The 2011 Tour de Victoria attracted 1,350 cyclists from as far away as Nova Scotia and Texas. Upward of 800 riders registered for the 140-kilometre course, about 400 for the 90-km and 150 participants cycled the four-kilometre community ride in downtown Victoria.

More than 500 volunteers were involved, including more than 300 road marshals, who ensured vehicle traffic and cyclists didn’t mix at intersections throughout 13 municipalities.

“This is a fabulous ride … just the energy and the spirit in this community for cycling is amazing,” said local Olympian and GoodLife Kids Champion Silken Laumann.

“The Tour de Victoria just centralized that, got everybody so enthusiastic about those longer rides and it was really a goal for many individuals to ride.”

This year ride participants will have an opportunity to donate to the GoodLife Kids Foundation. Funds raised through the 2012 Tour de Victoria will support the GLKF grant program.

“At GoodLife Kids Foundation we really want to share and to build enthusiasm for fitness in young people. It’s a huge priority for me personally, with the obesity rates in Canada for kids at about 35 per cent overweight or obese. It’s incredibly important for me to see the enthusiasm and passion for fitness growing at an early age,” Laumann said.

GoodLife Kids Foundation supports groups that get kids active.

“ We give money to organizations like the boys and girls club here in Victoria, after school programs that keep kids active, running clubs for girls, all sorts of different initiatives,” Lauman said.

“(Exercise) can’t just be about hard work, can’t just be about being fit. It’s got to be about having fun, about playing and finding that joy in moving our bodies,” she said.

“I know that’s what got all of us as Olympians into sport, because it was fun.”

For more information regarding the GoodLife Kids Foundation grant program visit www.goodlifekids.com.

 

What’s new?

One of the biggest changes in the 2012 Tour de Victoria is the date. The tour will occur one month earlier, on June 24. It will, however, still coincide with the Victoria International Cycling Festival.

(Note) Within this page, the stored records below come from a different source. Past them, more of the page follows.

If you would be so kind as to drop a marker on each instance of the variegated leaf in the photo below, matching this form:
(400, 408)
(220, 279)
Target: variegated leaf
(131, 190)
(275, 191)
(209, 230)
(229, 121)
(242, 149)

Other alterations for 2012 include course and distance changes, and the addition of the 50-kilometre Tour de Victoria. The 90-km tour gains 10 km to become the 100-km Tour de Victoria.

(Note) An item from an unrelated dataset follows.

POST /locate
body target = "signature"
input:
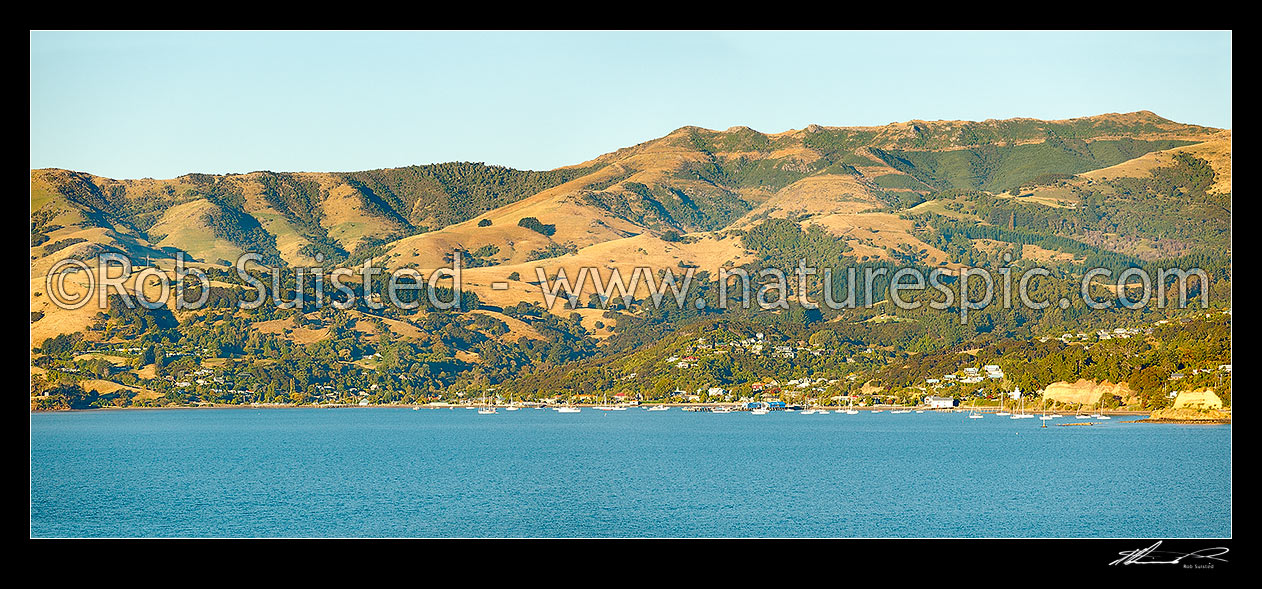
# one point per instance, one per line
(1152, 556)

In order to include more Greater Victoria communities in the event, the start line of the 100-km ride has been moved to City Centre Park in Langford. The new 50-km distance starts at Parkland secondary school in North Saanich and welcomes those aged 16 and up

All three distances will be timed from start to finish in 2012.

The 140-km and 100-km riders will also be timed on the locally-feared Munn’s Road hill climb.

All three distances will finish at the same point, the B.C. legislature in downtown Victoria, where riders will enter a welcoming festival environment. Those not riding are invited to Victoria’s Inner Harbour to cheer the riders on.